# Air guns



## Murph343

Hi all, 

Am new to the forum and will be moving to HK in Jan. 2012.

I guess this is wishful thinking, and I know the regulation for air guns being brought into HK should only shoot at 70 FPS. (Good luck finding one)

Anyway, we are shipping a lot of stuff over on cargo ship and I have three guns that even though are adjustable, can exceed 70 FPS. easily. Even though I only use these inside my home with targets, that probably wouldn't do much to soften the issue.

Does anyone have any experience with this situation and any solid advice to offer?

Basically I will have to drive two 1/2 hours to Chicago, pull the specific box off a wrapped palate and leave it with family. I'm perfectly willing to do so.

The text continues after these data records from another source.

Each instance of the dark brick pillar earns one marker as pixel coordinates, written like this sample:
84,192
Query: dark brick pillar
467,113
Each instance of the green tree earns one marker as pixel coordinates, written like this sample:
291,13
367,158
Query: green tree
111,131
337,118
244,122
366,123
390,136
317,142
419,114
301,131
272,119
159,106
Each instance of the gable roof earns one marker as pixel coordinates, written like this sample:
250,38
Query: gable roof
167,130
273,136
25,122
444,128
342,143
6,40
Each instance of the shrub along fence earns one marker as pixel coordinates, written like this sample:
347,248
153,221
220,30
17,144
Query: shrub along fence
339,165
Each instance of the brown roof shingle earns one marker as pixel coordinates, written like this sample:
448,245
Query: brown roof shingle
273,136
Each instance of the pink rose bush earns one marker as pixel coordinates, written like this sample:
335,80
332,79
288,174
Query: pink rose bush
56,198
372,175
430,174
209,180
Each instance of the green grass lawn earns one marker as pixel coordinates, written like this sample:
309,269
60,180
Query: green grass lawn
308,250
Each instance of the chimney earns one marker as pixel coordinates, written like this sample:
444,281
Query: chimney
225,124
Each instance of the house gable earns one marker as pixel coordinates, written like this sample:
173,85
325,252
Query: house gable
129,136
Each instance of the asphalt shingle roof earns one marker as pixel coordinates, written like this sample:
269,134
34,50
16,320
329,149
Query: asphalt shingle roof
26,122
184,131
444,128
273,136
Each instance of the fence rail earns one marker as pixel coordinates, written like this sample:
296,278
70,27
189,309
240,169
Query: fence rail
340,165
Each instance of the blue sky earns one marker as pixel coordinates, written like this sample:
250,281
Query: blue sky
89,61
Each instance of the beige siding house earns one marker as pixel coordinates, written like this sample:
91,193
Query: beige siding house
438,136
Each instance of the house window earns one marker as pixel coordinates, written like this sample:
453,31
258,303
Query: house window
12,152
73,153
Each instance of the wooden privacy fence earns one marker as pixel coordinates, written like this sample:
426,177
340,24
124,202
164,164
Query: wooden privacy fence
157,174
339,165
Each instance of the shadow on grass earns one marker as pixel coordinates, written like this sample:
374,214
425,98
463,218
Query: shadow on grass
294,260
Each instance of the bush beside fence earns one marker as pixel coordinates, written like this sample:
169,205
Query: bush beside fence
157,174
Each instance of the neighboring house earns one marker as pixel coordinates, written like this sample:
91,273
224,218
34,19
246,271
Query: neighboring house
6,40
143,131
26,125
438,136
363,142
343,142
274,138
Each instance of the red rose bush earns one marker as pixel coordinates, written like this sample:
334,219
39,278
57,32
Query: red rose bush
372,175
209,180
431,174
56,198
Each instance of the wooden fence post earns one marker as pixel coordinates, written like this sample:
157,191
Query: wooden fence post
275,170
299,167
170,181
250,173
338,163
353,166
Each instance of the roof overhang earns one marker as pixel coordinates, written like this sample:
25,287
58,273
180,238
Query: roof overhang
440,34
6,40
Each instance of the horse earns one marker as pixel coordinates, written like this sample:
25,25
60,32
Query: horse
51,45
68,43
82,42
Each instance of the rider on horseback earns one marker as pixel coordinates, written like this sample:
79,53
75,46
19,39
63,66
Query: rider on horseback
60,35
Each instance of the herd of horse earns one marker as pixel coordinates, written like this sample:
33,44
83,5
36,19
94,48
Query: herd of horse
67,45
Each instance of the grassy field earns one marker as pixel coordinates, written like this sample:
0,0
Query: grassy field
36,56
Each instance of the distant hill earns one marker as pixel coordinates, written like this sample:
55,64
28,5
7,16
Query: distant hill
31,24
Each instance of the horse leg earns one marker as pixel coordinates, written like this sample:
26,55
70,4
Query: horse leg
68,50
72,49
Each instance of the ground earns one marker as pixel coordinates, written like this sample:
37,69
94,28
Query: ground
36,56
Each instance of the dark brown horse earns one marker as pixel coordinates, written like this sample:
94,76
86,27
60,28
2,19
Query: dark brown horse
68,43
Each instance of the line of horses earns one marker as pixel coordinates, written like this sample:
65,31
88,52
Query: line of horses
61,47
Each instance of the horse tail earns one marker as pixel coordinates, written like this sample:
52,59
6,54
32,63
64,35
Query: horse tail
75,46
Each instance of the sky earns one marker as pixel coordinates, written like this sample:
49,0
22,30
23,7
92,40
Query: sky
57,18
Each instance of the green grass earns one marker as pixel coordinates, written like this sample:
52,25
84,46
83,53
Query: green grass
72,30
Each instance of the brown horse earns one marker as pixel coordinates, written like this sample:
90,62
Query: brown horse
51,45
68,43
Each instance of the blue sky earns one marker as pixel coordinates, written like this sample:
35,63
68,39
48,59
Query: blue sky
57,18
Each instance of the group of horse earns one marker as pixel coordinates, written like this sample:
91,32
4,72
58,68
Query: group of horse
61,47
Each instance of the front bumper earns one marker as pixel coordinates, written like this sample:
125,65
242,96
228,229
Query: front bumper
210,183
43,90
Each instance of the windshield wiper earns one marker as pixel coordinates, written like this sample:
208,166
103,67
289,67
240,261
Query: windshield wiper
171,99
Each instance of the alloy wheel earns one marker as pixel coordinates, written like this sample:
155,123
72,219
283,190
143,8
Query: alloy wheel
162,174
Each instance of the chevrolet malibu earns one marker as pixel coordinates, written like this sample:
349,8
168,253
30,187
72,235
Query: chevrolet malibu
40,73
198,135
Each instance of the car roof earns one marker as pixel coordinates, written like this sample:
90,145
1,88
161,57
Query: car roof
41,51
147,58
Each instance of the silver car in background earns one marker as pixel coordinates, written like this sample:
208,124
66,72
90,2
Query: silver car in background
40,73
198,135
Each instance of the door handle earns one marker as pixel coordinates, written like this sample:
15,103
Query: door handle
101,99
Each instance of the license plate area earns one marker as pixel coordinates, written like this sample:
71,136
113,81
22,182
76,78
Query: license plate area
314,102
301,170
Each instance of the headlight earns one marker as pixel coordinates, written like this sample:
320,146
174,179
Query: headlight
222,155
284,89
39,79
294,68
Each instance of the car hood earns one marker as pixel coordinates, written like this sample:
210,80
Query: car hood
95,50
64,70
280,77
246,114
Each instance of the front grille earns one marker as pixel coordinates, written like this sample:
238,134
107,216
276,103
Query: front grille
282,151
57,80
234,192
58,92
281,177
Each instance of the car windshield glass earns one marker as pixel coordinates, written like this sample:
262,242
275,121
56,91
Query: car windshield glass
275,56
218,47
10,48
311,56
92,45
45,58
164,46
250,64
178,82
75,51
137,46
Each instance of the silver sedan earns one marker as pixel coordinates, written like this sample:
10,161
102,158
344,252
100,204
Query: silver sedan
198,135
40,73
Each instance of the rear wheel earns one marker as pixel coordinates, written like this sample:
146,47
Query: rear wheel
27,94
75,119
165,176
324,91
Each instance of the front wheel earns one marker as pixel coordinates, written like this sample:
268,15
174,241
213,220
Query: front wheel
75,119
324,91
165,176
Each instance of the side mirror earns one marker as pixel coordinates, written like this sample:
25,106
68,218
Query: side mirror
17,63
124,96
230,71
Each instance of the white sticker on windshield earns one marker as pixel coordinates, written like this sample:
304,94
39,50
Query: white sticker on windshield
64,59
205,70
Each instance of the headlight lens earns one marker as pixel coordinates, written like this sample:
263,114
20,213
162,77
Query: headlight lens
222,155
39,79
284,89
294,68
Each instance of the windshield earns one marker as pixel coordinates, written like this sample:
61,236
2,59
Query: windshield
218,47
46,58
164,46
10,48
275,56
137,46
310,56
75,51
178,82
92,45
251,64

Thanks and hope to meet some of you in the future.

murph343


----------



## dunmovin

best advice.... sell them before you leave. HK police take a very serious and dim viewof anyone with a projectile weapon (even if you are a diver.... you need an expensive and difficult to obtain, licence for a speargun for fishing)


----------



## Golo

dunmovin said:


> best advice.... sell them before you leave. HK police take a very serious and dim viewof anyone with a projectile weapon (even if you are a diver.... you need an expensive and difficult to obtain, licence for a speargun for fishing)

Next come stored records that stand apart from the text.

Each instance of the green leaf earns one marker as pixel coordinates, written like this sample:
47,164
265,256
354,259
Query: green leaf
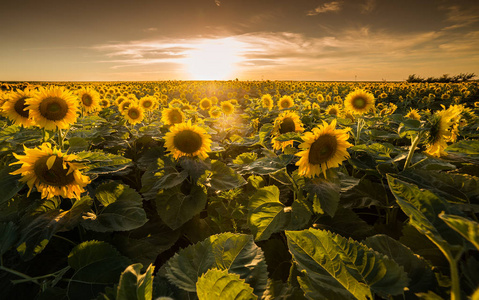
103,163
8,236
338,268
266,214
175,208
236,253
470,147
135,286
10,185
465,227
324,194
145,243
219,284
267,165
422,207
123,209
97,265
37,227
222,177
420,274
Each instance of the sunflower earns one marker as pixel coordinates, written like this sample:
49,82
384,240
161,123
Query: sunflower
148,103
286,122
188,140
52,172
205,104
15,108
359,102
227,107
444,128
267,101
53,107
285,102
89,99
214,112
322,149
134,114
334,109
172,115
413,114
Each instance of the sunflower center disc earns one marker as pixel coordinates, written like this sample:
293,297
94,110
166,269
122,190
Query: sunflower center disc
187,141
287,126
53,108
359,103
20,107
322,149
175,117
56,176
87,100
133,113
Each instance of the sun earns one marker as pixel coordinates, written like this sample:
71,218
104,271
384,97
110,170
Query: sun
213,59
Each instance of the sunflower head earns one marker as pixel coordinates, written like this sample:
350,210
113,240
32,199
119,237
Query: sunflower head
53,107
324,148
134,114
148,103
189,140
286,122
333,109
267,101
444,128
359,102
16,109
89,99
205,104
413,114
285,102
172,115
227,107
52,172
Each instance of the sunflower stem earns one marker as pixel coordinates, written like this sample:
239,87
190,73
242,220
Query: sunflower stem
60,139
411,150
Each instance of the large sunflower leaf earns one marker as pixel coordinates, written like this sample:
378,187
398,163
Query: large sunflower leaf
423,207
340,268
421,276
38,226
266,214
222,177
123,209
219,284
135,286
465,227
99,162
236,253
176,208
97,265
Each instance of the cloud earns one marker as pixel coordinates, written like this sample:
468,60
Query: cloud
368,7
330,6
295,56
460,17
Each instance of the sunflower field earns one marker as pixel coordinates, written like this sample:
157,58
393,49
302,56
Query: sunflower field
239,190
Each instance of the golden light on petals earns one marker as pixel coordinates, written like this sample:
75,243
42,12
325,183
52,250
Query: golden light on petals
189,140
53,107
51,172
359,102
286,122
172,115
323,148
16,108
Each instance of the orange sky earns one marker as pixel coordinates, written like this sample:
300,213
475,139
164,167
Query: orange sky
56,40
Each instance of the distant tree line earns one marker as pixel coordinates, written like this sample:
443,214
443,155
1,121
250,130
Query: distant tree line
444,78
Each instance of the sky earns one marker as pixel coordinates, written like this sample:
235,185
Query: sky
149,40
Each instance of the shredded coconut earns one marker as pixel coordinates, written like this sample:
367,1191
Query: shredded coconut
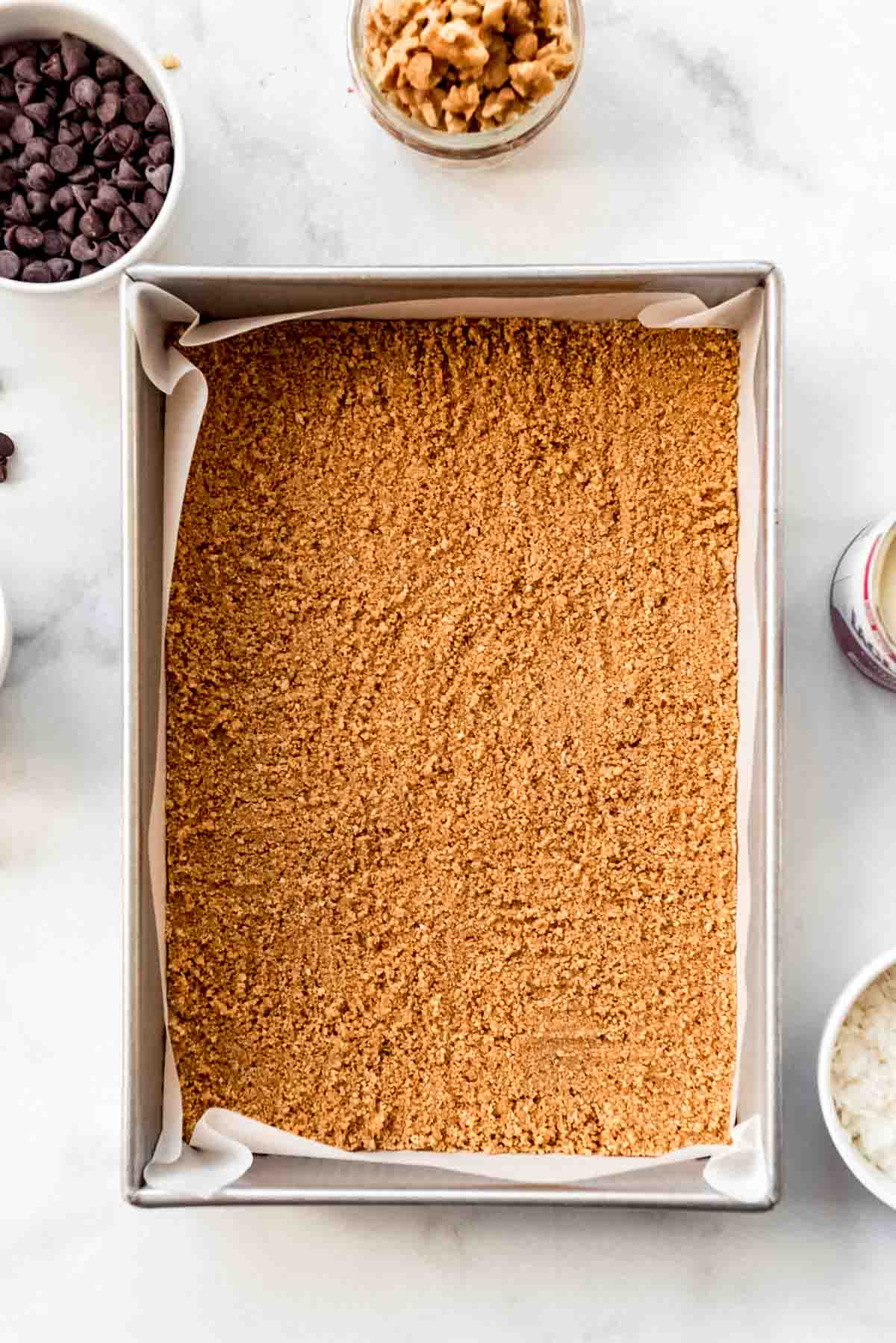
864,1073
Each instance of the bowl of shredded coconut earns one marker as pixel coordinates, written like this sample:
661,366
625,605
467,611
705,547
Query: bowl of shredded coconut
857,1076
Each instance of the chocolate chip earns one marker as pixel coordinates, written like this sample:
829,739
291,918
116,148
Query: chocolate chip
137,108
74,55
84,193
158,120
127,175
69,220
131,237
16,211
54,244
63,159
93,225
124,140
40,113
37,151
143,214
52,69
26,70
70,133
153,200
87,92
109,108
37,273
40,176
84,249
121,219
60,267
111,252
107,199
73,112
28,238
160,178
109,67
62,199
160,151
22,129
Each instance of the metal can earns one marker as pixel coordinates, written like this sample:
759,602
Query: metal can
862,602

I have to agree again, don't even bother bringing them. I too have airguns but left them in the UK.


----------



## Murph343

Thanks guys, I should have searched the posts before bothering anyone, but I appreciate the advice. No sense in getting thrown out before I get in. : P


----------



## dunmovin

Murph343 said:


> Thanks guys, I should have searched the posts before bothering anyone, but I appreciate the advice. No sense in getting thrown out before I get in. : P


I gave away 2 shotguns and 25 boxes of ammunition before going to HK, a .222, a 243, and a .303 plus ammo.

You just can't have projectile weapons in HK, unless your doctor agrees, you have signed certificate from your gandmother's great granny



best you can get is either a .177 with a muzzle speed of under 500 mph or a "soft" airgun


----------



## Murph343

*Air guns -researched*

I'm not arguing against the advice given, but this information might be of use to someone else having the same concerns.

This is the Hong Kong regulation:


"Under the Firearms and Ammunition Ordinance, Chapter 238, Laws of Hong Kong, possession of firearms and ammunition is subject to a licence for possession or a dealer's licence issued by the Hong Kong Police Force. Apart from the common types of pistols, air guns and air rifles with muzzle energy greater than 2 joules, electric stun guns, aerosols containing noxious gas, liquid or powder e.g. dog repellents, harpoons, spear guns and crossbows with draw weight of more than 6 kg are also defined as arms under the Ordinance."

2 Joules is the highest energy level.

After checking the energy level of my guns-

AGM MP-40 - 0.95 Joules 

G608-5 - 1.2 Joules

WE P-08 - 0.83 Joules

All three guns are regular air-soft guns, and shoot really well, not cheap.


Here is a conversion chart:

Here is a conversion chart for Joules to FPS. This is the standard for unit of measurement for PDI springs.
A 100% spring would be 0.8 Joules.

130% - 370 fps 
140% - 380 fps
200% - 430 fps
250% - 440 fps
280% - 450 fps
330% - 460 fps
360% - 470 fps

All I'm saying here is that 2 joules is a lot more energy than I knew it was and my guns aren't even close and they aren't "soft.' Unless you consider a paint ball hit "soft."

Not sure what I will do yet, but I'm 50/50 right now.


----------